When I can’t think of another stall, when putting it off has actually become more painful than doing it, I reach up and pluck the butterfly from the air. I take it from the region of my head and I press it down against my desk (easel), and there, with my own hand, I kill it. It’s not that I want to kill it, but it’s the only way I can get something that is so three-dimensional onto the flat page (canvas). Just to make sure the job is done I stick it into place with a pin. Imagine running over a butterfly with an SUV. Everything that was beautiful about this living thing — all the color, the light and movement — is gone. What I’m left with is the dry husk of my friend, the broken body chipped, dismantled, and poorly reassembled. Dead. That’s my book (painting).

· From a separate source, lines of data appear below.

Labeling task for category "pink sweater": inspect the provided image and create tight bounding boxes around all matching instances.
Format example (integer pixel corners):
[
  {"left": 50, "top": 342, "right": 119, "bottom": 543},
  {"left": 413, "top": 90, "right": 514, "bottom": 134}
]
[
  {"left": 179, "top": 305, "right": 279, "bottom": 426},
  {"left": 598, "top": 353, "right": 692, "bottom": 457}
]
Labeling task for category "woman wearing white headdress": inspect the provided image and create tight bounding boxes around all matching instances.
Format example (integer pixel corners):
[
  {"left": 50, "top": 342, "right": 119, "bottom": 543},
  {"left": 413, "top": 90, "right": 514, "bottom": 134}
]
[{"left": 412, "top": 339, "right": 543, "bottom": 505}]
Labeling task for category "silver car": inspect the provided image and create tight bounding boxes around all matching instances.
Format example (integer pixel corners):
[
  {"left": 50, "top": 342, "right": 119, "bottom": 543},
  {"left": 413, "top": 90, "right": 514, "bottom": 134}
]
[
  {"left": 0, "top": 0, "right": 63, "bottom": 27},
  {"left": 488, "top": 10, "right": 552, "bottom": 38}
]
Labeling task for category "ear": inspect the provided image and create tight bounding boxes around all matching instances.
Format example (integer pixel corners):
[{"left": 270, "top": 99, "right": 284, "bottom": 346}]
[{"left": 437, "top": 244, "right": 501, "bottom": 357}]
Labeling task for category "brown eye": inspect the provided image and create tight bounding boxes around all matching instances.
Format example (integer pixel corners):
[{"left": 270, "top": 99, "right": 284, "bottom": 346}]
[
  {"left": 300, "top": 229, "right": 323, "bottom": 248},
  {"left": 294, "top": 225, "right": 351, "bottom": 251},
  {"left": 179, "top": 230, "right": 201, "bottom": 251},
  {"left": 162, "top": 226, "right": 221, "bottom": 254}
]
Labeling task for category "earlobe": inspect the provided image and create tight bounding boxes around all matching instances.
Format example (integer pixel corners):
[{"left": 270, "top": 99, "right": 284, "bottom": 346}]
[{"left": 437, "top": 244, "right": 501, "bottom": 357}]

Coincidentally, I had chosen the same metaphor last week when explaining to a friend that some images so inhabit my brain that I am compelled to snatch them out of the air in order to share them. I have come to understand that the glorious primary experience of that butterfly - the striking face, that moment in the woods, that glowing still life of apples on the counter — is simply ineffable. Its beauty is artless. The best an artist can do is to convey some small but true aspect of that loveliness. In this painting of poppies, the butterfly being grabbed out of the air was the deep vibrancy of the flowers set against the swirling grey-greens of the foliage.
Once a painting is finished, it is no longer mine; its ownership has transferred to anyone who completes the transaction by simply loving it too.